Dodson was also one of the first corporate sponsors of CUSH, and donated $35,000 toward a storm-drain filter project to prevent roadway contaminants from entering the harbor.
“You know that song, ‘You Dropped a Bomb on Me?'” Snyder asks. “Gracelyn is the bomb. She’s a doer, not a talker. She makes it happen.”
Guyol herself calls the group’s phenomenal growth “a complete surprise” and says she is grateful that people realize that they can effect meaningful change on a local level.
“I never expected such strong community support. Ocean pollution is a severe problem, bigger than any of us, so what do you do?”
Guyol says that when each person attacks a problem in their own backyard, change can occur worldwide.
This approach is a hallmark of Guyol’s life, says Carolyn Boger of Michigan, a close friend of Guyol’s since 1969.
“She’s a very vibrant, can-do person,” Boger says. “She sees a situation, says ‘this isn’t right,’ figures out what to do and then lines people up and gets them excited and involved.”
“What she has accomplished is just amazing. She just digs and digs until she finds answers,” she adds.
Boger, who collaborated with Guyol on a gardening guide, also had warm words for her friend’s writing.
“After she moved [from Michigan to California] she’d send me these amazing, long letters. They were so well-written, I would share them with friends. Everyone would be asking me — ‘do you have another letter?'”
Authorship, advocacy, and a thriving environmental group — is there is a downside to reaching her goals?
Definitely, Guyol says.
“CUSH has taken over my life. I never intended it to become a full-time career.”
And now, in retirement, she finds herself with two full-time jobs.
But not for long. Guyol has high words for CUSH’s “amazing” board of directors and says that a succession plan is in the works.
“There’s no specific timetable, but when we find the talent and structure to ensure a solid future, I’ll step down as president and become a consulting board member,” she says.
In her daily life, Guyol fields calls from all over the world, from people desperate for mental health answers and relief. “I don’t tell people how to heal themselves,” she says. “I don’t practice medicine. I try to be a consumer resource, and point people in the right direction.”
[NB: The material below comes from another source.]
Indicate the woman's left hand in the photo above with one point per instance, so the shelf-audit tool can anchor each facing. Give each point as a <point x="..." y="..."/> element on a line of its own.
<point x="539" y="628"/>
She emphasizes that although recovery is a unique process for each person, people in general aren’t getting the nutrition they need, and that is exacerbating the problem.
“We’re finally waking up to the fact that we’ve been existing on nutrient-devoid diets of sugars, simple carbs; frankenfoods that are beyond processed. Fake foods that have fake fats and fake sugars – chemicals that the body doesn’t know how to process. It’s literally causing people to not be able to think.”
Jane Percy, founding director of the Riverlight Wellness Center in Stonington, agrees, saying that it’s important that people know there are a variety of ways to heal. She’s known Guyol for roughly 10 years, and she describes their friendship as “mutual cheerleading” for each other’s work. Riverlight sees clients in the areas of brain-training and brain optimization.
“Each piece of food, every chemical or vitamin that you put into your mouth has repercussions. Not all are negative. And really, we’re all different. Herbal remedies work great for some people but not others.”
“One thing that I’ve learned,” Percy says, “is that we have to fight for our health. It’s not a given, and it’s often not our heritage, unfortunately.”
It’s a fight Guyol plans to see to the end.